Nandoni Dam (Nandoni meaning "the iron smelting ovens" in Venda language), previously known as the Mutoti Dam, is an earth-fill/concrete type dam in Limpopo province, South Africa. It is located on the Luvuvhu River near the villages of ha-Mutoti and ha-Budeli and ha-Mphego just a few kilometres from Thohoyandou in the district of Vhembe. The dam serves primarily for water supply and its hazard potential has been ranked high (3).

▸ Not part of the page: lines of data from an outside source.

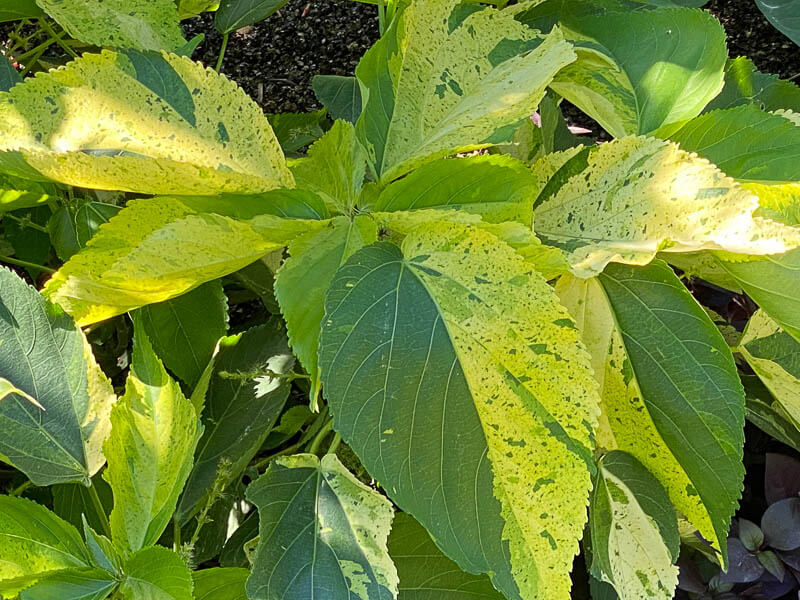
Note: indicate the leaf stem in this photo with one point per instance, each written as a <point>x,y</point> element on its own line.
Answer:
<point>222,51</point>
<point>25,263</point>
<point>101,512</point>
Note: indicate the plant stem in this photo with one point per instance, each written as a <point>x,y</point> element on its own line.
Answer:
<point>222,51</point>
<point>101,512</point>
<point>25,263</point>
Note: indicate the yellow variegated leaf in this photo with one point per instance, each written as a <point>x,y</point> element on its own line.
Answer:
<point>137,122</point>
<point>638,196</point>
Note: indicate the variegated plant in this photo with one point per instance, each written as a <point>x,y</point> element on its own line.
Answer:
<point>483,314</point>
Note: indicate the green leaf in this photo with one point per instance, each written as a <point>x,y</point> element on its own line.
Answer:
<point>241,407</point>
<point>774,356</point>
<point>440,82</point>
<point>340,95</point>
<point>185,330</point>
<point>153,437</point>
<point>156,574</point>
<point>323,533</point>
<point>784,15</point>
<point>11,10</point>
<point>637,71</point>
<point>498,188</point>
<point>746,85</point>
<point>33,543</point>
<point>306,275</point>
<point>160,248</point>
<point>425,572</point>
<point>44,354</point>
<point>641,195</point>
<point>141,24</point>
<point>220,584</point>
<point>634,531</point>
<point>334,168</point>
<point>92,584</point>
<point>671,396</point>
<point>459,381</point>
<point>156,124</point>
<point>235,14</point>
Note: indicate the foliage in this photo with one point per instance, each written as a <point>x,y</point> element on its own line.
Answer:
<point>421,343</point>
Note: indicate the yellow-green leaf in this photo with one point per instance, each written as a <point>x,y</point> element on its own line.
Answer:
<point>137,122</point>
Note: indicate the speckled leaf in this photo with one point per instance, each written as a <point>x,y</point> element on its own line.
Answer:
<point>185,330</point>
<point>159,248</point>
<point>153,436</point>
<point>45,355</point>
<point>638,196</point>
<point>444,79</point>
<point>671,396</point>
<point>322,534</point>
<point>334,168</point>
<point>33,543</point>
<point>637,71</point>
<point>140,24</point>
<point>156,574</point>
<point>746,85</point>
<point>427,574</point>
<point>304,278</point>
<point>499,188</point>
<point>460,382</point>
<point>148,123</point>
<point>634,531</point>
<point>774,355</point>
<point>240,409</point>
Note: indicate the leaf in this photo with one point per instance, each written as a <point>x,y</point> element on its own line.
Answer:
<point>671,395</point>
<point>425,572</point>
<point>160,248</point>
<point>220,584</point>
<point>92,584</point>
<point>459,381</point>
<point>334,168</point>
<point>496,187</point>
<point>441,81</point>
<point>239,412</point>
<point>774,355</point>
<point>153,437</point>
<point>33,543</point>
<point>141,24</point>
<point>746,85</point>
<point>637,71</point>
<point>148,123</point>
<point>634,532</point>
<point>306,275</point>
<point>340,95</point>
<point>156,574</point>
<point>640,195</point>
<point>323,533</point>
<point>235,14</point>
<point>44,354</point>
<point>185,330</point>
<point>784,16</point>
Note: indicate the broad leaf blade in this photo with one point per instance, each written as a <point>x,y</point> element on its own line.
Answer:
<point>141,24</point>
<point>440,82</point>
<point>150,450</point>
<point>459,381</point>
<point>634,532</point>
<point>140,123</point>
<point>425,573</point>
<point>323,533</point>
<point>159,248</point>
<point>185,330</point>
<point>44,354</point>
<point>240,409</point>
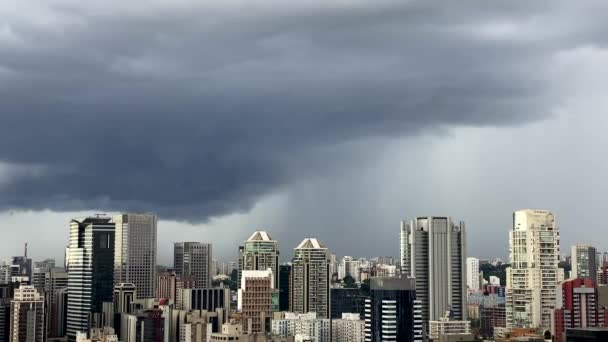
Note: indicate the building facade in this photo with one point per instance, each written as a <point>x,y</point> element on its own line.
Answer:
<point>473,274</point>
<point>392,312</point>
<point>193,259</point>
<point>91,271</point>
<point>259,253</point>
<point>433,252</point>
<point>349,328</point>
<point>577,307</point>
<point>584,263</point>
<point>310,278</point>
<point>135,251</point>
<point>307,325</point>
<point>255,299</point>
<point>27,315</point>
<point>533,276</point>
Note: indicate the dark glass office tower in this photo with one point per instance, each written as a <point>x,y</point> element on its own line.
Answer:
<point>284,280</point>
<point>392,312</point>
<point>91,272</point>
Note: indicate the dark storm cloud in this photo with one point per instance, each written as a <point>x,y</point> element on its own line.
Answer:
<point>195,109</point>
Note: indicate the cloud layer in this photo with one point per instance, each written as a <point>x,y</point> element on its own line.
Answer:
<point>195,109</point>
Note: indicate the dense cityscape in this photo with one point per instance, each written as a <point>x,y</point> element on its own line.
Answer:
<point>110,288</point>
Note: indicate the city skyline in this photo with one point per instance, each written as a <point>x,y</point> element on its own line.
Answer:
<point>344,114</point>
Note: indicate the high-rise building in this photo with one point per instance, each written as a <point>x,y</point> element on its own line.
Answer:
<point>40,270</point>
<point>310,278</point>
<point>125,295</point>
<point>193,259</point>
<point>533,276</point>
<point>349,267</point>
<point>305,327</point>
<point>259,253</point>
<point>577,307</point>
<point>135,252</point>
<point>255,299</point>
<point>284,284</point>
<point>27,315</point>
<point>204,299</point>
<point>168,284</point>
<point>473,274</point>
<point>584,262</point>
<point>392,312</point>
<point>349,328</point>
<point>91,272</point>
<point>54,280</point>
<point>347,300</point>
<point>447,326</point>
<point>433,252</point>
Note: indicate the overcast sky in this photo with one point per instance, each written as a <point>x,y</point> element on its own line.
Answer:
<point>334,119</point>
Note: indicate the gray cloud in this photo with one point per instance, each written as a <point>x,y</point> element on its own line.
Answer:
<point>196,109</point>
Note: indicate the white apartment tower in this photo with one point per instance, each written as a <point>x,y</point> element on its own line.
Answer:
<point>473,274</point>
<point>433,252</point>
<point>351,328</point>
<point>193,259</point>
<point>584,262</point>
<point>310,279</point>
<point>533,276</point>
<point>259,253</point>
<point>135,252</point>
<point>27,315</point>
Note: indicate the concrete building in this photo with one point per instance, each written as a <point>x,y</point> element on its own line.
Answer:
<point>310,278</point>
<point>255,299</point>
<point>350,328</point>
<point>259,253</point>
<point>169,284</point>
<point>577,307</point>
<point>473,274</point>
<point>135,251</point>
<point>204,299</point>
<point>533,276</point>
<point>27,315</point>
<point>91,271</point>
<point>347,300</point>
<point>284,286</point>
<point>56,279</point>
<point>349,267</point>
<point>234,332</point>
<point>193,259</point>
<point>392,312</point>
<point>307,325</point>
<point>433,252</point>
<point>584,262</point>
<point>446,326</point>
<point>106,334</point>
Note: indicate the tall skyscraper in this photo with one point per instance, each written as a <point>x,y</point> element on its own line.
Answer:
<point>27,315</point>
<point>473,273</point>
<point>91,272</point>
<point>577,307</point>
<point>533,276</point>
<point>56,279</point>
<point>392,312</point>
<point>433,252</point>
<point>255,299</point>
<point>584,262</point>
<point>259,253</point>
<point>193,259</point>
<point>310,278</point>
<point>135,252</point>
<point>349,328</point>
<point>284,285</point>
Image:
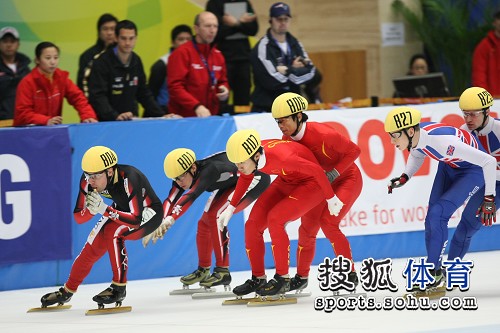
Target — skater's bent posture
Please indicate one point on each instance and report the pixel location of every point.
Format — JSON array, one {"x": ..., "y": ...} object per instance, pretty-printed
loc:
[
  {"x": 135, "y": 212},
  {"x": 336, "y": 155},
  {"x": 301, "y": 185},
  {"x": 190, "y": 178},
  {"x": 463, "y": 169}
]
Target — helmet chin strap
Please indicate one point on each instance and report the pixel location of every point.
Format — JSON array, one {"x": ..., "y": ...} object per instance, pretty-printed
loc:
[
  {"x": 296, "y": 118},
  {"x": 410, "y": 139},
  {"x": 484, "y": 121}
]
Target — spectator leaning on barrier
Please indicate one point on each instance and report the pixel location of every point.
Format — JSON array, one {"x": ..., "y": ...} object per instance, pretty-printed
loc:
[
  {"x": 118, "y": 82},
  {"x": 40, "y": 94},
  {"x": 279, "y": 61},
  {"x": 237, "y": 21},
  {"x": 13, "y": 67},
  {"x": 180, "y": 34},
  {"x": 196, "y": 73}
]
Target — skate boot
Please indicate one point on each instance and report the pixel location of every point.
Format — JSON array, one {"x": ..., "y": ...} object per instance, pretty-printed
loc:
[
  {"x": 112, "y": 294},
  {"x": 353, "y": 277},
  {"x": 298, "y": 283},
  {"x": 201, "y": 274},
  {"x": 275, "y": 286},
  {"x": 220, "y": 276},
  {"x": 60, "y": 297},
  {"x": 249, "y": 286}
]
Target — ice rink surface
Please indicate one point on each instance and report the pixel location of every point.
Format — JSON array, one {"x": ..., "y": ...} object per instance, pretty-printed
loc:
[{"x": 154, "y": 310}]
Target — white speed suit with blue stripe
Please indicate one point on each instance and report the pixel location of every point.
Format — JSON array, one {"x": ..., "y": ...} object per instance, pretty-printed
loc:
[
  {"x": 489, "y": 138},
  {"x": 464, "y": 169}
]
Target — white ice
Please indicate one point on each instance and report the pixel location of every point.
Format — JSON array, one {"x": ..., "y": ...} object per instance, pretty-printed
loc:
[{"x": 155, "y": 311}]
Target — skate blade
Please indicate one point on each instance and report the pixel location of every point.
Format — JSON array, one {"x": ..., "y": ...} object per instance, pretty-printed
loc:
[
  {"x": 215, "y": 294},
  {"x": 239, "y": 301},
  {"x": 116, "y": 309},
  {"x": 348, "y": 295},
  {"x": 272, "y": 301},
  {"x": 51, "y": 308},
  {"x": 429, "y": 294},
  {"x": 298, "y": 294},
  {"x": 188, "y": 291}
]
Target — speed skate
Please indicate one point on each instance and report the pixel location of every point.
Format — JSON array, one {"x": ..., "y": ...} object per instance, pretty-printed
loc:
[
  {"x": 58, "y": 307},
  {"x": 288, "y": 298}
]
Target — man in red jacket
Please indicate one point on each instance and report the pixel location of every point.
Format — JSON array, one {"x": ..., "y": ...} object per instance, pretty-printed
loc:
[
  {"x": 196, "y": 72},
  {"x": 486, "y": 60}
]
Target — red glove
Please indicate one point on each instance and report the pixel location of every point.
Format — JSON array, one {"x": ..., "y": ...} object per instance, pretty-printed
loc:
[
  {"x": 397, "y": 182},
  {"x": 488, "y": 211}
]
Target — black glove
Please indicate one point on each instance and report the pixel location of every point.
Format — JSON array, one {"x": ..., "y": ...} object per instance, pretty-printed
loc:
[
  {"x": 488, "y": 211},
  {"x": 397, "y": 182}
]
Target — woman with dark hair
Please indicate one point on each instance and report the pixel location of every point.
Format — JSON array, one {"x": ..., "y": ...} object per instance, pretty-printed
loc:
[
  {"x": 419, "y": 65},
  {"x": 40, "y": 94}
]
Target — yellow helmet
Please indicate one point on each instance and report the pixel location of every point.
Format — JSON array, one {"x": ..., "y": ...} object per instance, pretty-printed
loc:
[
  {"x": 98, "y": 158},
  {"x": 242, "y": 145},
  {"x": 288, "y": 104},
  {"x": 178, "y": 161},
  {"x": 475, "y": 98},
  {"x": 401, "y": 118}
]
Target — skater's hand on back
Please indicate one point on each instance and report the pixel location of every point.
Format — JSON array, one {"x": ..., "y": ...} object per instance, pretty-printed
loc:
[
  {"x": 95, "y": 204},
  {"x": 335, "y": 205},
  {"x": 224, "y": 217},
  {"x": 397, "y": 182},
  {"x": 166, "y": 224},
  {"x": 487, "y": 211}
]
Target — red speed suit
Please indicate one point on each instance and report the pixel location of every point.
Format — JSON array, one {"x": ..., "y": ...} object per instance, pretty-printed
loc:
[
  {"x": 301, "y": 185},
  {"x": 333, "y": 151}
]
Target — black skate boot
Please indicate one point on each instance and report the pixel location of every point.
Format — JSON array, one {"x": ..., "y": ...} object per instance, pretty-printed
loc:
[
  {"x": 220, "y": 276},
  {"x": 60, "y": 297},
  {"x": 275, "y": 286},
  {"x": 199, "y": 275},
  {"x": 298, "y": 283},
  {"x": 112, "y": 294},
  {"x": 249, "y": 286}
]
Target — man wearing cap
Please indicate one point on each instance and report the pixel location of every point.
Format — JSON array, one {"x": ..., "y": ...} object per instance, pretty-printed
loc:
[
  {"x": 13, "y": 67},
  {"x": 279, "y": 61},
  {"x": 105, "y": 37}
]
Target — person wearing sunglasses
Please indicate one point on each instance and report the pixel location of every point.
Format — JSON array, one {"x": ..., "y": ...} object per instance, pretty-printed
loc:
[{"x": 464, "y": 168}]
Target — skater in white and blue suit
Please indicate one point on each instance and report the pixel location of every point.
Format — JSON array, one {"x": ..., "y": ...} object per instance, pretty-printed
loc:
[
  {"x": 475, "y": 103},
  {"x": 464, "y": 168}
]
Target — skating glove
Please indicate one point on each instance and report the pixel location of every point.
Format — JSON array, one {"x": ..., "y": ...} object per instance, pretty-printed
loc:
[
  {"x": 95, "y": 204},
  {"x": 332, "y": 175},
  {"x": 334, "y": 205},
  {"x": 487, "y": 211},
  {"x": 224, "y": 217},
  {"x": 397, "y": 182},
  {"x": 147, "y": 214},
  {"x": 166, "y": 224}
]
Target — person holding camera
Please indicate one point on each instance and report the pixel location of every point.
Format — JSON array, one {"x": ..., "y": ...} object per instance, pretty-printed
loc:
[{"x": 279, "y": 61}]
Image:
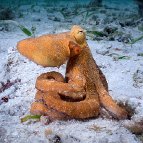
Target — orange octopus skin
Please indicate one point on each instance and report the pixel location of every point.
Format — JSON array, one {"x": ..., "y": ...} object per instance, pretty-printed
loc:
[
  {"x": 51, "y": 50},
  {"x": 78, "y": 68},
  {"x": 85, "y": 86}
]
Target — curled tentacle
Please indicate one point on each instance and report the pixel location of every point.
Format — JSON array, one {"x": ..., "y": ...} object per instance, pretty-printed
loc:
[
  {"x": 54, "y": 81},
  {"x": 79, "y": 110}
]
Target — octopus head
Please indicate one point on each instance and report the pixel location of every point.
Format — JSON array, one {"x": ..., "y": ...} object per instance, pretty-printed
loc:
[{"x": 78, "y": 34}]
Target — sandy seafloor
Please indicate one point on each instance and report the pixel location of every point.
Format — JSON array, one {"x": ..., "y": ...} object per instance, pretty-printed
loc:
[{"x": 124, "y": 75}]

The Luvuvhu river follows a course along the southern edge of the Zoutpansberg and eventually joins the Limpopo River in the far northern corner of the Kruger National Park on the border between South Africa, Zimbabwe and Mozambique. Serious droughts during the early 1990s, when numerous boreholes in Venda and Gazankulu failed and consequently drinking water had to be delivered by tankers, led the Department of Water Affairs to investigate the feasibility of providing a steady water supply to the region.

The Nandoni Dam supplies water to several places in the region. Fishing in the dam attracts tourists, the main species being fished for are Largemouth bass and kurper.

The estimated cost of the Nandoni Dam was R373,3 million. Communities living in the basin of the dam were directly affected by the scheme. The inhabitants of Budeli, Mulenzhe, Tshiulongoma and Dididi have relocated to new houses built by the Department of Water Affairs and Forestry. The relocation applied to approximately 400 families.

Nandoni Dam consist of various places for fishing competitions, camping and lodging. The most popular fishing and lodging places are Nandoni Villa and Nandoni Fish Eagle.